Reducers are Monoid Morphisms

Last week I wrote about Guy Steele’s talk “foldl and foldr are considered slightly harmful” which I first heard from Rich Hickey. Steele’s conclusion was that for truly parallel data structures and algorithms cons was not a good basis. I disagree, and still think that one can use cons in an effective way to do what Steele wants to do.

Yesterday, I was watching Rich Hickey’s talk on Transducers he gave at StrangeLoop. This again reminded of me his talk on Reducers. Being a mathematician, and not a programmer proper, I have to make sense of things in my own way. Writing is one of them, and I hope this might be of interest for some.

Reducing associative containers

An associative container is a linearly ordered collection of objects of a certain type, or mixed types, such as a sequence or a linked list or a vector. A reducing function is a unital associative binary operation. That is all we need to implement a serial fold:

(defun serial-fold (sequence reducer &optional accumulator)
   (cond ((null sequence) accumulator)
         ((atom sequence) (funcall reducer accumulator sequence))
         (t (serial-fold (cdr sequence) 
                          reducer 
                          (funcall reducer accumulator (car sequence))))))

SERIAL-FOLD

(serial-fold '(9 8 7 6 5 4 3 2 1) #'+ 0)

45

(serial-fold '(9 8 7 6 5 4 3 2 1) (lambda (x y) (cons y x)) nil)

(1 2 3 4 5 6 7 8 9)

I cheated in the second example: notice that we don’t need associativity because we processed the list sequentially and in order both in time and in space. If we were to process the container in parallel by splitting into sublists and put them together using the same reducer function, then even though the first example would still return 45, the second example could return something else. This is because the cons operator is neither unital nor associative.
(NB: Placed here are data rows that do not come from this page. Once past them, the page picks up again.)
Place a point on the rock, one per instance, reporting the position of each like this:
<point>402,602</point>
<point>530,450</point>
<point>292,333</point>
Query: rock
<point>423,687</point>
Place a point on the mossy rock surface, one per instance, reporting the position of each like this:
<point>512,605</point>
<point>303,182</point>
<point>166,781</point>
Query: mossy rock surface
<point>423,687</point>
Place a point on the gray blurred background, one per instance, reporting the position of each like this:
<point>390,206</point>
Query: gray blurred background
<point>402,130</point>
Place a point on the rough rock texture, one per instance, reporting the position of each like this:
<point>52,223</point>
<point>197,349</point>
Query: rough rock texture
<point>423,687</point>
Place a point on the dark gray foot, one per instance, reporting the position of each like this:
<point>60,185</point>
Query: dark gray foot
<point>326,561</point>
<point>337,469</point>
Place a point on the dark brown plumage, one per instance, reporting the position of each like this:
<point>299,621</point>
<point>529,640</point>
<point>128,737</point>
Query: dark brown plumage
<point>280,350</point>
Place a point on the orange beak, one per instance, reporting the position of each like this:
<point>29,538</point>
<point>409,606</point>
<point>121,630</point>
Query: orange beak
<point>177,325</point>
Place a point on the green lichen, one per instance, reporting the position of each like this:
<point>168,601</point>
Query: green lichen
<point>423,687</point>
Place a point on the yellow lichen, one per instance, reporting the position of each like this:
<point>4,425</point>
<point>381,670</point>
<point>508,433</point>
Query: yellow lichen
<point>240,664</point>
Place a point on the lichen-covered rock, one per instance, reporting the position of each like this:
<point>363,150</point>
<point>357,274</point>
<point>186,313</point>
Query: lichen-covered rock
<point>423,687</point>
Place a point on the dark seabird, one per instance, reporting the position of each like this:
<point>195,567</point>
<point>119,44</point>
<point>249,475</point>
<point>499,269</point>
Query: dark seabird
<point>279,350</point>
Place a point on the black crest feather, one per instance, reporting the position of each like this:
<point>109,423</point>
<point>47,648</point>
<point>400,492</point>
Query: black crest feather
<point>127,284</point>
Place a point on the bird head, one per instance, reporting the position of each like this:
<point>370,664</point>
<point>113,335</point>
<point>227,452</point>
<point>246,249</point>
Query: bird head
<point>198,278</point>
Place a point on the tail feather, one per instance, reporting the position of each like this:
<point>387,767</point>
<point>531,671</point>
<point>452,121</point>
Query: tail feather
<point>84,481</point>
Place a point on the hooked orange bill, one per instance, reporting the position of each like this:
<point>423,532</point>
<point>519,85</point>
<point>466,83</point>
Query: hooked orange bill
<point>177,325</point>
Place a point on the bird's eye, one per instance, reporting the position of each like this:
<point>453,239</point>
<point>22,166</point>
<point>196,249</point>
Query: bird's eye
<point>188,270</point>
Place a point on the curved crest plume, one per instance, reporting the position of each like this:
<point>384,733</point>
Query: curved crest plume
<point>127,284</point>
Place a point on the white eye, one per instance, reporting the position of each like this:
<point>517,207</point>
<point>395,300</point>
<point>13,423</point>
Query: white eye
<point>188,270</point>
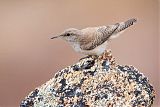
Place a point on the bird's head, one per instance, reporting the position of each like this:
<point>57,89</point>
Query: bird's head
<point>70,34</point>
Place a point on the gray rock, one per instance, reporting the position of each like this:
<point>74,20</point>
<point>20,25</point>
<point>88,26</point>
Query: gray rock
<point>94,83</point>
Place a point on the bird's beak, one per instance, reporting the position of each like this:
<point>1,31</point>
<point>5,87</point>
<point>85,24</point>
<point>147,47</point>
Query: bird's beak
<point>56,37</point>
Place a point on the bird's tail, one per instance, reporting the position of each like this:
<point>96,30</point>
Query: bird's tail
<point>124,25</point>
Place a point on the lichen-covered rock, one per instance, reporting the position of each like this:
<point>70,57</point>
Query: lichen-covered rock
<point>94,83</point>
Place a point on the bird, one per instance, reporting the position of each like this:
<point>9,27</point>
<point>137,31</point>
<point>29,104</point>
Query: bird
<point>93,40</point>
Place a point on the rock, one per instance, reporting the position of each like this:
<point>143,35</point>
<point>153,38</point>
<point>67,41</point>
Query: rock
<point>94,83</point>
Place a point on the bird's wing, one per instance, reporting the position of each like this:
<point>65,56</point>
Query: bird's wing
<point>94,37</point>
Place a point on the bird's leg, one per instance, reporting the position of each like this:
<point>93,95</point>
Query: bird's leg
<point>89,56</point>
<point>106,55</point>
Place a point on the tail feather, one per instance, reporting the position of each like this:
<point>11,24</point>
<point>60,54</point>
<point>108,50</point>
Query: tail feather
<point>124,25</point>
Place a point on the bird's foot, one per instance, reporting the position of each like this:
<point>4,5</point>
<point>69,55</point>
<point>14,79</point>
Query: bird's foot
<point>90,56</point>
<point>107,55</point>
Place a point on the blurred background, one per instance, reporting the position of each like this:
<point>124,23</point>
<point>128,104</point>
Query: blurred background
<point>28,58</point>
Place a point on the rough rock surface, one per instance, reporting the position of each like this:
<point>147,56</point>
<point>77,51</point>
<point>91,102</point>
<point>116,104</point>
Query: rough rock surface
<point>94,83</point>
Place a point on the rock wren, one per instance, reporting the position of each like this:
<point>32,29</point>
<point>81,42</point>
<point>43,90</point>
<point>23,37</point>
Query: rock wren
<point>93,40</point>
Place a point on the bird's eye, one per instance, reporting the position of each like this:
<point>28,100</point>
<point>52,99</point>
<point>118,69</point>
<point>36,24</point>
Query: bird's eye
<point>68,34</point>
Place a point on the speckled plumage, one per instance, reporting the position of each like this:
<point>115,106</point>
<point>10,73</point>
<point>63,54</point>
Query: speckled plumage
<point>94,83</point>
<point>94,40</point>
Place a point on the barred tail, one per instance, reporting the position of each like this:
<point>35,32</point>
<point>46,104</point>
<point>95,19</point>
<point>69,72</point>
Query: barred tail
<point>124,25</point>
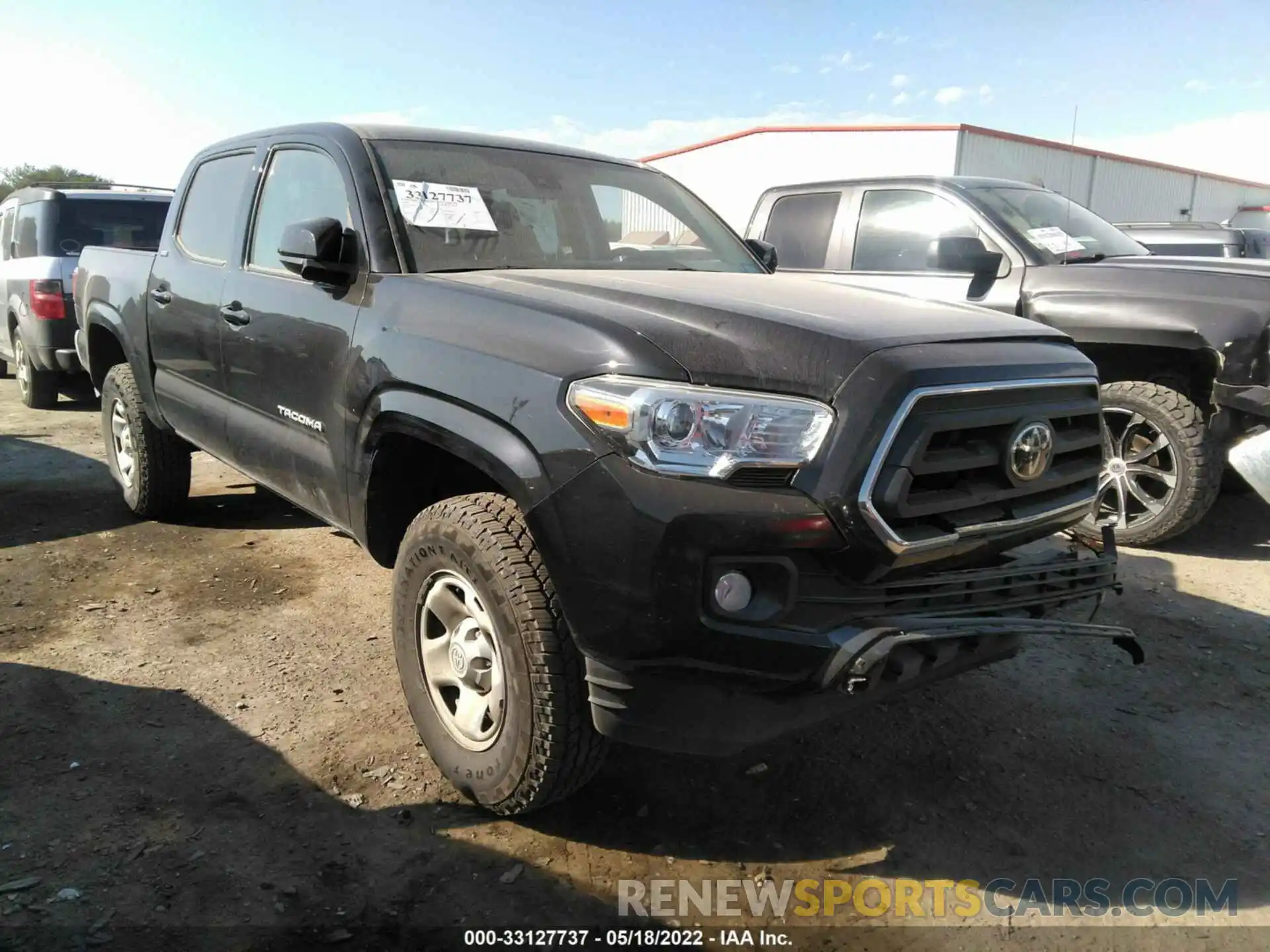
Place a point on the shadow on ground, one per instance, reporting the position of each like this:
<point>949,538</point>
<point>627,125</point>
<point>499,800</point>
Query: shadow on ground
<point>1236,527</point>
<point>48,493</point>
<point>154,807</point>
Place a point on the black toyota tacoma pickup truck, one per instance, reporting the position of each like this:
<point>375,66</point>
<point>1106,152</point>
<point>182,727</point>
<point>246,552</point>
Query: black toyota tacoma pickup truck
<point>1181,346</point>
<point>658,495</point>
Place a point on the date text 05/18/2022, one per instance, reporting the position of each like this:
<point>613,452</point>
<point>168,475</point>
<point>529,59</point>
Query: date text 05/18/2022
<point>625,938</point>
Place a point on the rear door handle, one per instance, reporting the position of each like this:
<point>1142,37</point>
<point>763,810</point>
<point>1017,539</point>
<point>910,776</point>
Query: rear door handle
<point>234,314</point>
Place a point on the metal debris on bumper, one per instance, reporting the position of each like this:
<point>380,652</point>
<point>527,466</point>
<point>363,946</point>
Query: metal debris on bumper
<point>857,659</point>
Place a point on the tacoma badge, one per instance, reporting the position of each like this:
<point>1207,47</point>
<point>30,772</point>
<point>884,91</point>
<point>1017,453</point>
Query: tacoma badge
<point>302,419</point>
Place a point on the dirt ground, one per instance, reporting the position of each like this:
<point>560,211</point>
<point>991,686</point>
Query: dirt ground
<point>201,725</point>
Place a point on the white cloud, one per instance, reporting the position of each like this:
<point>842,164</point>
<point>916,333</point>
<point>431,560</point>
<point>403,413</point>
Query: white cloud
<point>150,147</point>
<point>665,135</point>
<point>893,36</point>
<point>1230,145</point>
<point>847,61</point>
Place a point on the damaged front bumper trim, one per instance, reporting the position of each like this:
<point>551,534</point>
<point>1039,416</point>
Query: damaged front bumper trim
<point>855,662</point>
<point>1251,460</point>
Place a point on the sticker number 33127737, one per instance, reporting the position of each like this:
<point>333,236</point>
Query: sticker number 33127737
<point>432,205</point>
In any case, for a mathematician, someone whose mind is bent towards making abstractions, an associative container can be thought as an element of a free monoid generated by a type of elements, or mixed types of elements. I am not the only, or not even the first, person making this connection. See for example Dan Piponi’s post on monoids in Haskell, or better yet Steele’s talk.

Truly parallel data structures and `map-reduce`

As I said earlier, I came to Steele’s talk on fold through Hickey’s talk on Reducers. Hickey has been thinking about concurrent programming for a long time, and you can see the effects of this in the solid design of Clojure. The problem he was elaborating on his talk on Reducers was concurrent folding on large collections. Steele, Hickey and others before them, observed that a well-designed map-reduce does actually solve that problem. By the way, the earliest version of the argument, that fold is universal in some sense, I could find was by Sheard and Feragas, “A Fold for all Seasons.” I highly recommend it.
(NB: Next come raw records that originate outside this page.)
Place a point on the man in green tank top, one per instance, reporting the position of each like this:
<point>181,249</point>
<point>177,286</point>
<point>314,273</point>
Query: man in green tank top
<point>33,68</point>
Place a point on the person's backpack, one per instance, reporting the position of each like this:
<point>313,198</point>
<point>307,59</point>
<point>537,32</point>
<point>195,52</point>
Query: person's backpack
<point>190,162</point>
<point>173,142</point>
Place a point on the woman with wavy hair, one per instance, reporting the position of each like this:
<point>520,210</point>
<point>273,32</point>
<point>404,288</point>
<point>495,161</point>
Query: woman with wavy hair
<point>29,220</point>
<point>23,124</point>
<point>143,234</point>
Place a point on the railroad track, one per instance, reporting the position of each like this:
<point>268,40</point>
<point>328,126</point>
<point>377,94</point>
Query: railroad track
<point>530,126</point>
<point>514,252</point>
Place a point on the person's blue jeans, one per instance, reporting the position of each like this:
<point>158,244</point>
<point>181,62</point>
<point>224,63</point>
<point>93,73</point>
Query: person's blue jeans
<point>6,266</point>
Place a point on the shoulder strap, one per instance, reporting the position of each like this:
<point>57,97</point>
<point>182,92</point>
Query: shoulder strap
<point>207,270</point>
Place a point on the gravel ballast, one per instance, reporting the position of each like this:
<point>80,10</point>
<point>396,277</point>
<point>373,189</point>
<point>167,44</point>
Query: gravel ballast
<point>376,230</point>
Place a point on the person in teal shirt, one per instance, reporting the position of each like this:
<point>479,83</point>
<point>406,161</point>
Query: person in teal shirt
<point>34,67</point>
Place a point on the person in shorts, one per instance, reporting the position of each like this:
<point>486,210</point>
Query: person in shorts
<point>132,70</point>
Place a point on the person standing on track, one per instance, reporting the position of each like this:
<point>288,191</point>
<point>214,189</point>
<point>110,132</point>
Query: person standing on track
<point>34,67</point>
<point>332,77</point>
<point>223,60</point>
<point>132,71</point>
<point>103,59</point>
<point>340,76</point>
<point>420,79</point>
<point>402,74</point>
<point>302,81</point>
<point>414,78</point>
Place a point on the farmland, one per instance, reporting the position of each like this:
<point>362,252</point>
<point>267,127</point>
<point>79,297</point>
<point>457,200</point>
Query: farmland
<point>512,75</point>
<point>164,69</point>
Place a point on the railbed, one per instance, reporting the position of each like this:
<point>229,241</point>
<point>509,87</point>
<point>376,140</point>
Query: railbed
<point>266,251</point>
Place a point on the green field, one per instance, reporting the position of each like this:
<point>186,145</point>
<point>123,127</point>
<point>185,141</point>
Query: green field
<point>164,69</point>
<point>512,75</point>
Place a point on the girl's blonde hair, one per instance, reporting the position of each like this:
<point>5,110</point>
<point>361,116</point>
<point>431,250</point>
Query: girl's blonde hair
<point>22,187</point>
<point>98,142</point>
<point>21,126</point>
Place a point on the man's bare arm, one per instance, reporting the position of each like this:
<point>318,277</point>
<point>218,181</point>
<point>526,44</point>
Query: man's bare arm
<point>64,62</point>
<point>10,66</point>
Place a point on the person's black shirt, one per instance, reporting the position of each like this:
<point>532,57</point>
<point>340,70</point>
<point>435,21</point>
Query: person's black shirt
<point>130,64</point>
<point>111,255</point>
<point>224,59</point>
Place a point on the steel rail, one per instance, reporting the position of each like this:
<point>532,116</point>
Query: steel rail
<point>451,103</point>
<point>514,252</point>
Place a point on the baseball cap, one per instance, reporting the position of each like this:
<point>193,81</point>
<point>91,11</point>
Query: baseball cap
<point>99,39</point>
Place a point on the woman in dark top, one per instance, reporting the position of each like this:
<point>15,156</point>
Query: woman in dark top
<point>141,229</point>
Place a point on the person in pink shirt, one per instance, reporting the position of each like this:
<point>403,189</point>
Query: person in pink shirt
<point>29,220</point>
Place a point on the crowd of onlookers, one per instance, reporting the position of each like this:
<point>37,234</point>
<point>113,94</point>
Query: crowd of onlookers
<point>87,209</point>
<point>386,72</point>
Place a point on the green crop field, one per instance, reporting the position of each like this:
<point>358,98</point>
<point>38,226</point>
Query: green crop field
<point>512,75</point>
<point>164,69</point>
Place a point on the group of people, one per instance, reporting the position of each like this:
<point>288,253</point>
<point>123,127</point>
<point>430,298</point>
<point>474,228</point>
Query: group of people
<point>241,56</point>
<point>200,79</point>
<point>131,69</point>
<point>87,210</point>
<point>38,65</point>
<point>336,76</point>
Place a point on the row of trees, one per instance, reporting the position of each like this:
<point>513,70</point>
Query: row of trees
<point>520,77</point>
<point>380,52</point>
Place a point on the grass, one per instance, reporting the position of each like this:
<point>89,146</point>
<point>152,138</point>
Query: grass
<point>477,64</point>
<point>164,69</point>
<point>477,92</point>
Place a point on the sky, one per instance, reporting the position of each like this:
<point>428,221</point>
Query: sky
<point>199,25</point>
In any case, Hickey and Steele got it right: one has to use a version of map-reduce that Steele describes instead of a sequential fold for a concurrent processing of data collected in a container.

Here is a simplified version of the implementation I gave for map-reduce last week

(defun map-reduce (tree reducer mapper)
   (if (atom tree) 
      (funcall mapper tree)
      (funcall reducer (map-reduce (car tree) reducer mapper)
                       (map-reduce (cdr tree) reducer mapper))))

MAP-REDUCE

In this version, map-reduce doesn’t care how deep the call is in the tree and both reducer and mapper work the same way regardless of the depth. Here, I also make the assumption that if you call the mapper function with nil it must return the unit element for the reducer function.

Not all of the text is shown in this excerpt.